D’un bond, la prisonnière se leva. En cet instant, son sang-froid légendaire paraissait lui faire défaut. Elle commença à marcher en face de ses visiteuses, de long en large, dans le petit espace à disposition.
— Pourquoi n’as-tu pas utilisé la magie de Noël qui coule dans tes veines ?
— Comment ? Comment sais-tu que Merry possède la magie de Noël ? l’interrompit Carol, ses yeux lançant des éclairs.
— Je travaille avec Merry depuis des années ! J’ai vu la magie de Noël grandir en elle, impossible à canaliser et à arrêter…

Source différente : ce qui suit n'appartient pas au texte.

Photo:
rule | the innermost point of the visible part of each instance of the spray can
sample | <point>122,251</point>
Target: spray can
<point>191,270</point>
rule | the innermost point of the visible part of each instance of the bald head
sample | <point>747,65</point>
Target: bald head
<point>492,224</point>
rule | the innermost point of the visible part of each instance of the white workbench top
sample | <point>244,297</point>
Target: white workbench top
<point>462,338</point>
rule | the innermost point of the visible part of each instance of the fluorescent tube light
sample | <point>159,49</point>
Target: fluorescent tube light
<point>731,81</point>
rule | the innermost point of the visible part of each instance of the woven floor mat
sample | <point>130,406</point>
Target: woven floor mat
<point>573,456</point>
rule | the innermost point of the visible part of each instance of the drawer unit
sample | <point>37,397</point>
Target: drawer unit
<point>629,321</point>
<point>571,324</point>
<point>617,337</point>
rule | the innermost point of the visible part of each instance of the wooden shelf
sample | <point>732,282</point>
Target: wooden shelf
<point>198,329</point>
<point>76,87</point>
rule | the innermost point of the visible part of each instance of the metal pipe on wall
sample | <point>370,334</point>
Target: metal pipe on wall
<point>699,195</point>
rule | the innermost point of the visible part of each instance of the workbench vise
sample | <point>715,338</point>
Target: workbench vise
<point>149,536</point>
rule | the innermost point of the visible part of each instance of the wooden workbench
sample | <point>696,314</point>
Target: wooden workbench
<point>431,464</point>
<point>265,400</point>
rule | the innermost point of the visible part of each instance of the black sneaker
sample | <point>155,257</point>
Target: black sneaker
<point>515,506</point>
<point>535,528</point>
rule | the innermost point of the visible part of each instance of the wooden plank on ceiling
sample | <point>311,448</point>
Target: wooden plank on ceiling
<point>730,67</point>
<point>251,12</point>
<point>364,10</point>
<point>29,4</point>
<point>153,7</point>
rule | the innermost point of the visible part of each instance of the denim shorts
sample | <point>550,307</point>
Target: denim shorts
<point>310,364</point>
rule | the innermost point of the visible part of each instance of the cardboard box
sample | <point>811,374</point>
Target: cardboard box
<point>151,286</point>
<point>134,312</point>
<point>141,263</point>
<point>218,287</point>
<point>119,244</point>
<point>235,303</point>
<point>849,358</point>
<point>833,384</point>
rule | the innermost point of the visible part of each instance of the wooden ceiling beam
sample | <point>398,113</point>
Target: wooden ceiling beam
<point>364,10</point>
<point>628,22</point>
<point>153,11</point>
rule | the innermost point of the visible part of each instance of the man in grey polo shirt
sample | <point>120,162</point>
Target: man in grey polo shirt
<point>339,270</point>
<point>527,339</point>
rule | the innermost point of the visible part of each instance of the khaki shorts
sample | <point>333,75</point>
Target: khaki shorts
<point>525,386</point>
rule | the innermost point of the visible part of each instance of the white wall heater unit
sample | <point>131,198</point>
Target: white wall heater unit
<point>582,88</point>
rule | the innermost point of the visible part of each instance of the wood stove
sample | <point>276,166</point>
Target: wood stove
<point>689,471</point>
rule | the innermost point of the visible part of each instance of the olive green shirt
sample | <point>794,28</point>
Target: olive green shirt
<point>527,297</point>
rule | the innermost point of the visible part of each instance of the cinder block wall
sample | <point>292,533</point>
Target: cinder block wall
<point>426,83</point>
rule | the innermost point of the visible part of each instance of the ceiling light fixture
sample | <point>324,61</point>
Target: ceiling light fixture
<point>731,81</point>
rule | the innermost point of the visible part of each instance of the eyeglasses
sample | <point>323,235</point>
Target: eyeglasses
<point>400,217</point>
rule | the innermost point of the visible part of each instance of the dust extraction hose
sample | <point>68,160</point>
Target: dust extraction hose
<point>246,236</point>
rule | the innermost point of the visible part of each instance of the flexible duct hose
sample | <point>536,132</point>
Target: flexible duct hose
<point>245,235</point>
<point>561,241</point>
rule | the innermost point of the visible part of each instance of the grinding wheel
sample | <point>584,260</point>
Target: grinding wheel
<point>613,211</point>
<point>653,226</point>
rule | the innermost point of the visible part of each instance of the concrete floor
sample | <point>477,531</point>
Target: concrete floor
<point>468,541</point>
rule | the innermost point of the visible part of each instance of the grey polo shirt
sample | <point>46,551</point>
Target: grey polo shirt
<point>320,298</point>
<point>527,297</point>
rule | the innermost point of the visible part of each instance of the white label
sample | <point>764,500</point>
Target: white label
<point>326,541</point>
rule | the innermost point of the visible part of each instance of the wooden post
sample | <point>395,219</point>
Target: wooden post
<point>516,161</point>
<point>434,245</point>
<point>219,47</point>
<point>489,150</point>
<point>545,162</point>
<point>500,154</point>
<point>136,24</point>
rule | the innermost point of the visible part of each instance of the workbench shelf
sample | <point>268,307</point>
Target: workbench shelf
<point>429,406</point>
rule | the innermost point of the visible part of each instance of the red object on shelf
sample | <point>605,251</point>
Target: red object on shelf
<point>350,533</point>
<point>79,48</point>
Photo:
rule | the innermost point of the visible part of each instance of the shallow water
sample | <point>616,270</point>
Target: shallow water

— Alors, tu as voulu l’exploiter pour faire le mal ! la coupa la mère de Reine.
— Si seulement ! La magie de Noël doit servir Noël. Tu le sais, je le sais, tout le monde le sait !
— Tu veux me faire croire que tu as agi pour protéger Merry, peut-être ? s’exclama Carol en abandonnant sa position assise pour se redresser.
Elle s’avança jusqu’à se confronter à Fada. L’une en face de l’autre, séparées uniquement par un petit mètre, elles avaient l’air prêtes à se lancer dans un combat au corps à corps.
— Je n’ai pas tué ton époux. La dose était parfaitement étudiée. Elle avait simplement pour but de le libérer de la magie de Noël. Créer un léger arrêt cardiaque, permettre sa résurrection… Et comment il a réagi ? Au lieu de me remercier, il t’a envoyée pour me kidnapper !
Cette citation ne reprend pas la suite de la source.